Thursday, August 03, 2006

Phone of the future steps into the past

Charles Arthur in today's Guardian has written and excellent feature on how we sometimes end up with what we are given rather than what we want.

In testing a WiFi handset he points out some of the obvious problems such a quantum leap will require, which bring back the happy days when I was just starting paid employment and cellular telecoms had just started up in Europe some 21 years ago.

Charles asks "Does this mean, I asked myself, that soon we're all going to be making phone calls over the internet, using wireless hotspots rather than these annoying "mobile network" companies?"

He then goes on to say "
Analysts are talking up the possibilities of WiMax, a long-range wireless system which isn't compatible with Wi-Fi: the other day, Jupiter Research forecast that there will be 21.3m WiMax subscribers by 2012, perhaps using it as an alternative to mobile companies' 3G networks.

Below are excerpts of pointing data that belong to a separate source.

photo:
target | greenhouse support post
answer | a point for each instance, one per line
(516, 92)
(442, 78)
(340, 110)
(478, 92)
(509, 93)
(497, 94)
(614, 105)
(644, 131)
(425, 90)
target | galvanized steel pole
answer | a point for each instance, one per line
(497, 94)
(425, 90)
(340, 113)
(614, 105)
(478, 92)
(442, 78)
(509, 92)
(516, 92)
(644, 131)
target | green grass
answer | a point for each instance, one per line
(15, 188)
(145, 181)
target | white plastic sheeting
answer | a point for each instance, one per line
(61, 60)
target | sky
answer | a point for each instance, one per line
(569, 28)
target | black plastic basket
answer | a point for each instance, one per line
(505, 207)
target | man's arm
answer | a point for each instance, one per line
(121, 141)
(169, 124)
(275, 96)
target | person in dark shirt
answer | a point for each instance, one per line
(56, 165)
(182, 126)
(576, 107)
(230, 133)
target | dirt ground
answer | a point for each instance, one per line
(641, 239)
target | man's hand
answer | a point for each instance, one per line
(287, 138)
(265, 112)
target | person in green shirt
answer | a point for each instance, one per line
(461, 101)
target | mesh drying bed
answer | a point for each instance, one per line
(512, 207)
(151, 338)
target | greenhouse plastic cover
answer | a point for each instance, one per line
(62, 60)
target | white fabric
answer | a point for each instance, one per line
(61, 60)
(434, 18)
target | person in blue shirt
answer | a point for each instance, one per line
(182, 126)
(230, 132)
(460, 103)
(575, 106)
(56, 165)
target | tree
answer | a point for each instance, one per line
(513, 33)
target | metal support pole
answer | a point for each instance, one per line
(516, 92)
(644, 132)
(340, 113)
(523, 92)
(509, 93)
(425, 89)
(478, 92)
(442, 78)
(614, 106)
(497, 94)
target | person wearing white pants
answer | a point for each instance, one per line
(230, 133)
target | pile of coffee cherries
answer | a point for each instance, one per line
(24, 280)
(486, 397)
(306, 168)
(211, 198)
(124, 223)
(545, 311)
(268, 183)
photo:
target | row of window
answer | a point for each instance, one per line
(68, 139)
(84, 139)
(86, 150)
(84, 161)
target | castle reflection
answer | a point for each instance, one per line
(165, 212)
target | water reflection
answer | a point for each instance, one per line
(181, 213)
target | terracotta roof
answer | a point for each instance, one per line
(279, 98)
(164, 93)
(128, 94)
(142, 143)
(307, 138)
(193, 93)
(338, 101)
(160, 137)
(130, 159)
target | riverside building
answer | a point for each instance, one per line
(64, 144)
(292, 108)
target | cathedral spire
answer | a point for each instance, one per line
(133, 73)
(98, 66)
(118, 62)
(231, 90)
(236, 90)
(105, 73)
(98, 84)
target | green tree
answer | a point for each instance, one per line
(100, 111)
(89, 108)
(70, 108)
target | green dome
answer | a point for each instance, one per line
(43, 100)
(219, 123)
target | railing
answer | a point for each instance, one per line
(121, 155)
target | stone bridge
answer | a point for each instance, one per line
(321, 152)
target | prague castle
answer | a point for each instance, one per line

But the prospects of Wi-Fi getting that big, at least in the UK, seem remote. Hotspots have been around for at least five years and their price - around £5 per hour - shows little sign of falling. Are you really going to pay £5 just to tell someone you're going to be on the train, and that once you're there you won't be calling them because you've given up mobile phones?"

I guess I don't need to worry just yet to the threat that WiFi phones will replace mobile. If you want to see what others are thinking on what the Industry is calling take a look at Dean Bubley's Diruptive Analysis blog.